We have our first outing planned this weekend. It's close to home & dealer should something major go wrong. DH winterized and summerized it himself this year......no problems or leaks







.

We have quite a few camping trips planned this year all around the area. Then we have our Disney Cruise planned for June 19-23rd. Then we plan to stay in Florida a few extra days. The countdown is on!

BTW, you guys sure have been busy while I was away. New posts: 10,516! 
I thought it was bad before when I was gone a week. Needless to say, I didn't read them all, but picked out some of the interesting ones. Let me know if I missed anything major.

Have a Great Day!! sunny

Sorry I hi-jacked your thread.....you can have it back now!


----------



## BigBadBrain (Aug 26, 2004)

Welcome back Goldy!

We used a 12in x 12in ceramic floor tile and it cracked right down the middle. Second use it was fine. If you think about it, it makes sense that it would get a crack in the middle - the problem with uneven heat is the gas burner location and shape - it is a single rod burner that extends from the back to the front of the oven. The uneven, rapid heating of the tile from the center would cause it to expand in the center faster than the edges (the same problem with cooking - it burns the middle and doesn't cook the edges). I doubt that after the first crack it will have any other issues.

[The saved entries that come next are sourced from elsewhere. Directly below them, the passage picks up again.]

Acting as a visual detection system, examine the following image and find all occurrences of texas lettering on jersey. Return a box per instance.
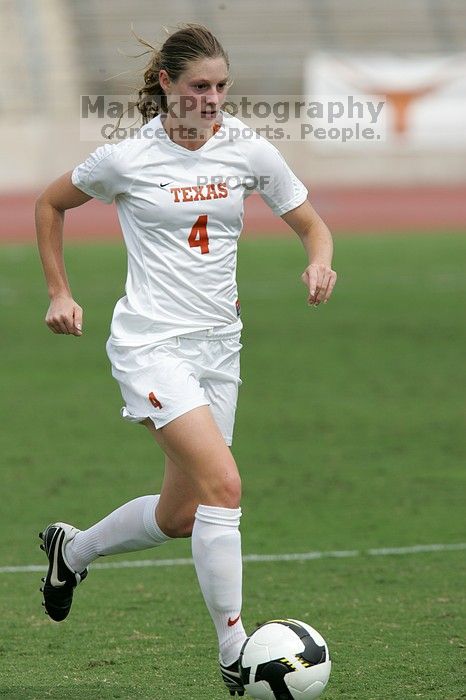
[170,182,228,203]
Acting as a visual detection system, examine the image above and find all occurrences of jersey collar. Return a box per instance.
[153,111,225,155]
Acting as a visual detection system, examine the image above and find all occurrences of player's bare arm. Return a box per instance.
[282,199,337,307]
[35,171,91,336]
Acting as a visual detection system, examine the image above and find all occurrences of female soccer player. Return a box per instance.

And it works really well - acid test was brownies; they were perfect. Cooked evenly for the length of a 13 inch pan. After it was cracked we just made sure it was placed back together with no gaps and we baked chicken with no problems.

BBB


----------



## California Jim (Dec 11, 2003)

Good info BBB, make sense to me too. If it cracks just push it back together. It will still deflect alot of the heat around the edges and radiate the rest. So maybe there is hope for baking brownies after all.


----------